I don't think adding smp_rmb() to on_cpu() and on_cpumask() is strictly
necessary, because cpumask_set_cpu()->set_bit() already has a smp_mb().

> 
>  cpu1                                         cpu2
>  ----                                         ----
>  func() /* store something */                 /* wait for cpu1 to be idle */
>  smp_wmb();                                   smp_rmb();
>  set_cpu_idle(smp_processor_id(), true);      /* load what func() stored */
> 

Just one small thing here, so it's even more precise what is being ordered:
the smp_rmb() on cpu2 orders the read from cpu_online_mask() before the
load from what func() stored.

> > 
> > > -		set_cpu_idle(cpu, true);
> > > -		smp_send_event();
> > >  	}
> > >  }
> > >  
> > > @@ -110,17 +96,17 @@ void on_cpu_async(int cpu, void (*func)(void *data), void *data)
> > >  
> > >  	for (;;) {
> > >  		cpu_wait(cpu);
> > > -		if (get_on_cpu_info(cpu)) {
> > > -			if ((volatile void *)on_cpu_info[cpu].func == NULL)
> > > -				break;
> > > -			put_on_cpu_info(cpu);
> > > -		}
> > > +		spin_lock(&lock);
> > > +		if (cpu_idle(cpu))
> > > +			break;
> > > +		spin_unlock(&lock);
> > >  	}
> > >  
> > >  	on_cpu_info[cpu].func = func;
> > >  	on_cpu_info[cpu].data = data;
> > > +	smp_wmb();
> > 
> > Without this smp_wmb(), it is possible for the target CPU to read an
> > outdated on_cpu_info[cpu].data. So adding it is the right thing to do,
> > since it orders the writes to on_cpu_info before set_cpu_idle().
> > 
> > >  	set_cpu_idle(cpu, false);
> > > -	put_on_cpu_info(cpu);
> > > +	spin_unlock(&lock);
> > >  	smp_send_event();
> > 
> > I think a DSB is necessary before all the smp_send_event() calls in this
> > file. The DSB ensures that the stores to cpu_idle_mask will be observed by
> > the thread that is waiting on the WFE, otherwise it is theoretically
> > possible to get a deadlock (in practice this will never happen, because KVM
> > will be generating the events that cause WFE to complete):
> > 
> > CPU0: on_cpu_async():		CPU1: do_idle():
> > 
> > load CPU1_idle = true
> > //do stuff
> > store CPU1_idle=false
> > SEV
> > 				1: WFE
> > 				   load CPU1_idle=true // old value, allowed
> > 				   b 1b // deadlock
> 
> Good catch.
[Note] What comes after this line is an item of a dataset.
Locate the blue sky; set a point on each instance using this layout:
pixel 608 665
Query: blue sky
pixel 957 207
Can you send a patch for that? The patch should be for the arm
> implementations of smp_send_event() (and smp_wait_for_event()?) in
> lib/arm/asm/smp.h.

Sure, I can do that. Should I wait until this series gets merged?

Also, I don't think smp_wait_for_event() needs a barrier - a wmb() before
smp_send_event() will make sure that all stores have **completed** before
smp_send_event() is executed, so on the waiting CPU all the stores will be
visible.

Using a smp_wmp() (or smp_mb()) will not work, because smp_send_event() is
not a memory operation, and the smp_* primitives won't order the memory
accesses against it.

> 
> > 
> > Also, it looks unusual to have smp_send_event() unpaired from set_cpu_idle().
> > Can't really point to anything being wrong about it though.
> 
> You mean due to the spin_unlock() separating the set_cpu_idle() and
> smp_send_event()? We could put the spin_unlock() above the set_cpu_idle()
> (as it was in 018550041b38, which also removes the need for the wmb), but
> I think I like it the way it is now better for better readability. I
> also can't think of why it would matter for them to be unpaired.

Then choose whatever looks best for you :)

Thanks,
Alex